Patrick Pouyanné (CEO)
I mean, first, I hope you are right in your assumption. The war will end not only for TotalEnergies, but more for the peace in our continent. And by the way, I think it would be important for the global economic mood in the continent if this war was ending. So there are no power on it. Now, it's quite easy. The dividends of Novatek were representing around $600 million per year. So they are stuck. Most of them are stuck on the Novatek accounts, not on the SE accounts, because Novatek has kept its dividend on its own account for us, in fact. So this represents around $1 billion, more or less, I would say. And then you have part of the Yamal dividends as well, which was at the beginning, we managed to get them, and we were transparent. We were, by the way, publishing it.
Today, there is no publication because there is little, nothing, no dividends. That means that you have probably another 500. I don't know when it will end. Probably by the end of the year, it will be $1.5 billion-$2 billion of cash dividends, which are somewhere on other accounts. Just to give you a magnitude of it. Of course, it's not the point.

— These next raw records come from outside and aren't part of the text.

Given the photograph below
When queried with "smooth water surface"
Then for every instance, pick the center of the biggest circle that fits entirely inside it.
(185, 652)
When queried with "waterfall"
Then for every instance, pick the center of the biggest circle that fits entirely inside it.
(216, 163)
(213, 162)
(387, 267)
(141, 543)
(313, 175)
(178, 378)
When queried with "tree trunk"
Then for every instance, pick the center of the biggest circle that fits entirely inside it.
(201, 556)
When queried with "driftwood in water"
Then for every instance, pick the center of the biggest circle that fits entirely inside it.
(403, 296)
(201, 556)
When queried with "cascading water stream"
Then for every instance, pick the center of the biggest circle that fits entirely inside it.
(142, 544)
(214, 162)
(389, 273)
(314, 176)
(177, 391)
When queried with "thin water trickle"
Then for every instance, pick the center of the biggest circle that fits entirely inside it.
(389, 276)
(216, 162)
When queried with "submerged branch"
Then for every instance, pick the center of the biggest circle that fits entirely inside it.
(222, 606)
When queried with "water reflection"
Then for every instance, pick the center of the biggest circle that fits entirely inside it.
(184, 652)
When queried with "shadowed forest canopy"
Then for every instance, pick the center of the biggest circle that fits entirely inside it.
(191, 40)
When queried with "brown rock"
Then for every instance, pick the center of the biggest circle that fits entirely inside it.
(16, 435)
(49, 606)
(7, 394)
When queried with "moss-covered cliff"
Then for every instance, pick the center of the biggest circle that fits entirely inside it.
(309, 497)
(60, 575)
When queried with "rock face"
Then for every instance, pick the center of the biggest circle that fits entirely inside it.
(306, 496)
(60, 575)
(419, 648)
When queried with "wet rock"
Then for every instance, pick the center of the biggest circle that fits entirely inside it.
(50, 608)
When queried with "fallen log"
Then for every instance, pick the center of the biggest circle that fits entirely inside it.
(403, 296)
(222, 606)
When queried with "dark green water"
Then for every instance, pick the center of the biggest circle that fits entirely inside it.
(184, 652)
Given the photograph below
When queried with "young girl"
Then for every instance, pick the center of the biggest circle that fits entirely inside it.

Jason Gabelman (Managing Director)
Yep. That's helpful. Thanks. And then just going back or turning to CapEx, it looks like if you continue the pace of organic spending from 3Q, that you'll breach the high end of guidance for the full year. And I know there's some inorganic acquisitions out there, the OMV, that hasn't closed yet. So just wondering, as we are a month into the fourth quarter, how comfortable you are with the current CapEx guidance and if some of these acquisitions close on this side of the calendar year, if you'll potentially breach the high end of the range?
Patrick Pouyanné (CEO)
No. We will not breach. Okay? We told you we confirmed $17 billion-$18 billion, so we confirm it. In fact, just to be transparent with you, the organic CapEx by the end of September were around $12.5 billion. So if I'm adding another $3 billion-$4 billion, you will go to $16.5 billion. There might be more M&A, more acquisitions by divestment, so I'm fine. I think, again, we are today in terms of global net CapEx at $14 billion by the end of this September. So that means we confirm the guidance of $17 billion-$18 billion. So you make the difference between $17 billion-$18 billion and $14 billion. It makes $3 billion-$4 billion of CapEx, which is quite consistent with what we just said. And it includes, to be clear, I include in that the possibility that we close these OMV acquisitions in Malaysia. We'll see.
I mean, it's a process which is not fully under control, but this is where we are. So I think $12.5 billion organic, you can calculate. We are not at the high end of these $18 billion we mentioned for next year. We are far from it from this year in terms of organic. We'll be probably around $16 billion. Okay?
Jason Gabelman (Managing Director)
Great. Thanks.
Patrick Pouyanné (CEO)
Good.
Operator (participant)
Jason, do you have any closing comments?
Patrick Pouyanné (CEO)
Yeah, we'll have some comments. So thank you for the attendance. Okay. Again, I think the quarter, of course, is lower than the previous ones. That's clear because we have been, I would say, at this refining margin, but it's part of the integrated value chain. At the end, we are comfortable with the fact that we are on the right track to deliver. The full year will be in line with our expectations. We have confirmed with the board the return to shareholders and the strong return to shareholders guidance. Keep in mind that the year 2025 will also be positive. We told you in New York that we'll enter into a growth cycle, including on the hydrocarbon productions, more than 3%. And I can confirm you, we had very good news yesterday afternoon. Mero 3 has started up, so the ramp-up will begin.
We had Mero 2, which is going to its maximum. And so I can confirm to you that 2025, we'll have a production more growth by more than 3%. So that also will help, of course, the resilience of the model. And so thank you again for your support and for having listened to us. And I hope we'll have to meet you again in coming weeks.